Ninguna película del Hollywood ha sido nunca tan visionada, analizada, discutida y analizada hasta el fondo de cada fotograma. Ninguna ha contado una historia tan grande con sólo 16 segundos de filmación. El precio de este filme fue valorado en 16 millones de dólares, un millón por segundo. Abraham Zapruder murió de cáncer en 1970 después de inaugurar una nueva época.
Aquel 22 de noviembre de 1963 se acabaron los sueños. Empezaba la nueva era que ha marcado a las sucesivas generaciones. No me refiero a que la muerte del presidente Kennedy marcara el final de una utopía política, sino la entrada en la historia del videoaficionado, un personaje invisible, que a partir de aquel hito estelar se ha ido apoderando del planeta para estar en todas partes y en ninguna.
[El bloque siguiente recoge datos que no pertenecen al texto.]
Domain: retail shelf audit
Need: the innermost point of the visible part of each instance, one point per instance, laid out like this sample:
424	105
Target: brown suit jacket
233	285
A partir del asesinato de Kennedy ya no irán los fotógrafos buscando la noticia. Serán los sucesos los que irán en busca de las cámaras, y al mismo tiempo todas las personas anónimas que pueblan las ciudades del mundo se convertirán en figurantes. Verás salir de la iglesia a unos recién casados, a los invitados echando arroz a los novios, a la pareja subiendo a una limusina orlada con cintas, globos y cascabeles y a uno de los cuñados grabando el feliz acontecimiento con un vídeo. Sin darse cuenta, este aficionado también habrá tomado con la cámara el atraco que ese momento se estaba produciendo en la licorería de la esquina. Sobre la hamaca de una playa de Sumatra habrá un turista grabando la sonrisa feliz de su novia en biquini con un coco en la mano cuando, de pronto, en la misma toma se verá avanzar una ola gigantesca del mar que se va a tragar a medio millón de personas.
El señor Zapruder se ha reproducido en progresión geométrica. Hoy sus descendientes van con el móvil cargado como un arma con capacidad para grabar toda clase de escenas en directo y mandarlas a Internet con sólo darle a un botón, de modo que vaya usted donde vaya, se halle dentro o fuera de la ley, tiene que saber que su rostro pertenece al universo. Todos los habitantes de este planeta somos ya actores. Al fin y al cabo, el filme de Zapruder resultó ser también sólo una ficción. Nadie sabe todavía quién mató a Kennedy, pero sus 16 segundos de filmación inauguraron la era del espejo universal donde todo el mundo se refleja al mismo tiempo, como víctima o como asesino.